Support Questions
Find answers, ask questions, and share your expertise
Check out our newest addition to the community, the Cloudera Innovation Accelerator group hub.

Below services on what node to be installed.


While i was installing HDP 2.5.3, in the 'install services' section, i was asked to select below services on nodes in the cluster. But am not sure about below services to be installed on what node(Master, data, edge).

1. Phoenix Query Server

2. Supervisor

3. Flume

4. Accumulo TServer

5. Livy Server

6. Spark Thrift Server

Could any one clarify, the services to be installed on what type of node and on how nodes does the service needs to be running.


Super Collaborator

The answer here depends heavily on what services you need, what hardware is available, and how frequently you will use them.

Flume Agents are minimal and mostly collect logs.

Livy is just a web API for Spark, but it does maintain SparkContexts and starts with 2GB heap by default.
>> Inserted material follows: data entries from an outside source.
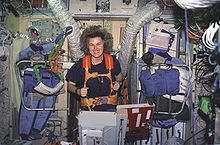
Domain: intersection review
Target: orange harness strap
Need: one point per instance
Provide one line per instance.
(92, 102)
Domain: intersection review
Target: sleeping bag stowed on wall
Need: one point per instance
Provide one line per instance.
(159, 82)
(36, 120)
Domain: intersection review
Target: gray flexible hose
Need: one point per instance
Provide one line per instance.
(65, 19)
(134, 24)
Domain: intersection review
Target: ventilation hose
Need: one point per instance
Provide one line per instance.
(134, 24)
(65, 19)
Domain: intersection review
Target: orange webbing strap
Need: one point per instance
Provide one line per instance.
(111, 99)
(108, 61)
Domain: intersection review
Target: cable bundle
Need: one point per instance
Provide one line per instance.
(209, 34)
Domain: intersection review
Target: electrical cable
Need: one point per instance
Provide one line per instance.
(209, 34)
(194, 134)
(190, 73)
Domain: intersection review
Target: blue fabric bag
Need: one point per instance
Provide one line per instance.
(163, 81)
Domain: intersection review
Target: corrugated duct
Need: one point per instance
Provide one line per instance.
(134, 24)
(65, 19)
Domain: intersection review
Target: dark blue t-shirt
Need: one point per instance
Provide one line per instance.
(98, 86)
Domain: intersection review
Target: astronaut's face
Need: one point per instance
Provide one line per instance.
(96, 47)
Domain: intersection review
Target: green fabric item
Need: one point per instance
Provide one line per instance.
(14, 91)
(204, 105)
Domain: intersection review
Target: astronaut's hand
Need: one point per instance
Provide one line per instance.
(84, 92)
(116, 86)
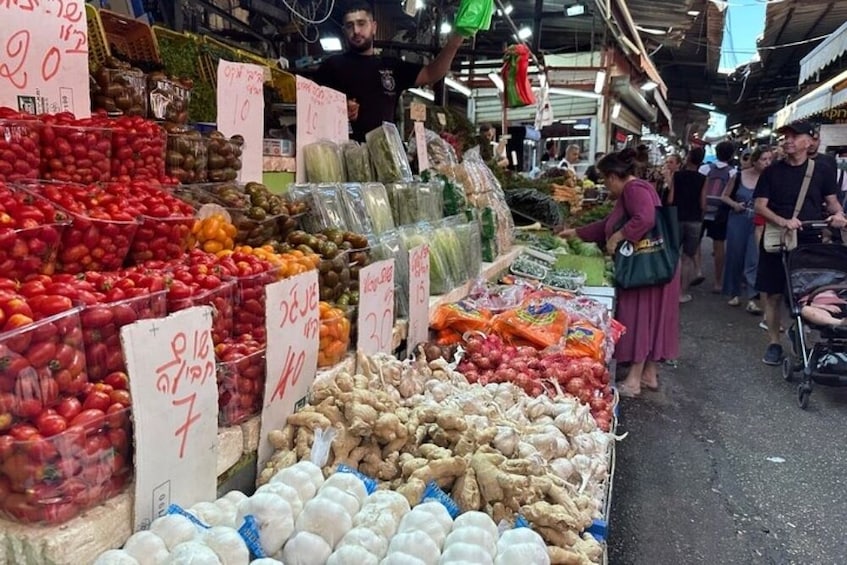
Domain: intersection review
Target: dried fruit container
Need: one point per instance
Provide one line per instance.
(241, 385)
(39, 363)
(101, 325)
(334, 334)
(221, 300)
(50, 480)
(20, 150)
(76, 154)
Supervisor is a Storm process. (I don't know much about Storm)

Spark, Phoenix Query, and Accumulo Thrift Servers should ideally be separated for the respective query processing. Install multiple of each to provide failover.

If you are limited by servers, then use your best judgement about what is the most critical piece of your architecture, then set explicitly dedicated hardware pools to that. For the rest, as long as you have the available cpu/memory/disk to run additional processing with little overheard, then you can combine services with minimal impact.